Les bombardements, ainsi que les risques liés aux engins non explosés, figurent également dans leur quotidien. En Syrie, des enfants de sept ans sont capables de citer le modèle des armes avec lesquelles ils sont attaqués. Dans certains pays, les pouvoirs publics vont jusqu’à détenir de manière arbitraire les enfants soupçonnés d’association avec des groupes terroristes. Dans la région du lac Tchad, certains enfants des rues sont enfermés de manière préventive, du seul fait de leur nationalité.
Les jeunes vivant dans des zones de guerre peuvent trouver un sens en s’engageant auprès d’une milice. Le fait de ne pas être scolarisé favorise l’enrôlement, notamment volontaire. L’éducation est alors un argument auquel recourent les factions armées pour recruter. Daech utilise la promesse d’éducation pour attirer de jeunes syriens dans ses rangs.
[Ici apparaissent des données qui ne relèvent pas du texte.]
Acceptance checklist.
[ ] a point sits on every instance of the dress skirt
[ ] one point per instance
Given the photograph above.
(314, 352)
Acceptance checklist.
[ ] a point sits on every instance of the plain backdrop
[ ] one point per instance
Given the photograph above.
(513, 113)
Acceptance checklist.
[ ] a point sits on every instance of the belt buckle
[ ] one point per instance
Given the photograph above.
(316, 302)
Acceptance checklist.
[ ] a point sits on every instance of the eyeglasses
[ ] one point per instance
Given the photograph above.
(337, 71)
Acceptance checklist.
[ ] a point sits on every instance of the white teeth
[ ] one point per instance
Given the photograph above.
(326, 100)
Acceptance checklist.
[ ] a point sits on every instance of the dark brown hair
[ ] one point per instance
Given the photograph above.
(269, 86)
En temps de conflit, l’éducation est encore plus un enjeu crucial. Aller à l’école permet aux enfants de se reconstruire, en leur fournissant un cadre protecteur, un espoir d’avenir, des compétences que l’on ne pourra jamais leur enlever. La protection des écoles en temps de conflit est donc primordiale ; C’est pourquoi nous nous réjouissons que la France soit l’un des premiers grands pays occidentaux à avoir adopté la Déclaration pour la Sécurité dans les Écoles dont l’objectif est de sanctuariser ces lieux de vie pour les enfants. Le président Hollande a confirmé l’engagement de la France à ce propos lors de la conférence.
Les conflits qui affectent des populations déjà en situation de vulnérabilité, contribuent à perpétuer pauvreté, analphabétisme et mortalité infantile. Ces crises dérobent aux enfants leur enfance, leur famille, leur sécurité, leur éducation, leur santé, leur équilibre psychosocial et leur chance d’un avenir meilleur.
Partout où la guerre sévit, la communauté internationale se doit de déployer des efforts considérables pour protéger tous les enfants pour leur donner accès à l’école et pour leur procurer les moyens de retrouver peu à peu une vie presque normale. Et pour, s’agissant des enfants enrôlés dans les groupes armés, faire en sorte que ces deux mots, « enfants » et « soldats » ne soient plus jamais associés dans le futur.
Jean-Marie Dru, Président de l’UNICEF France.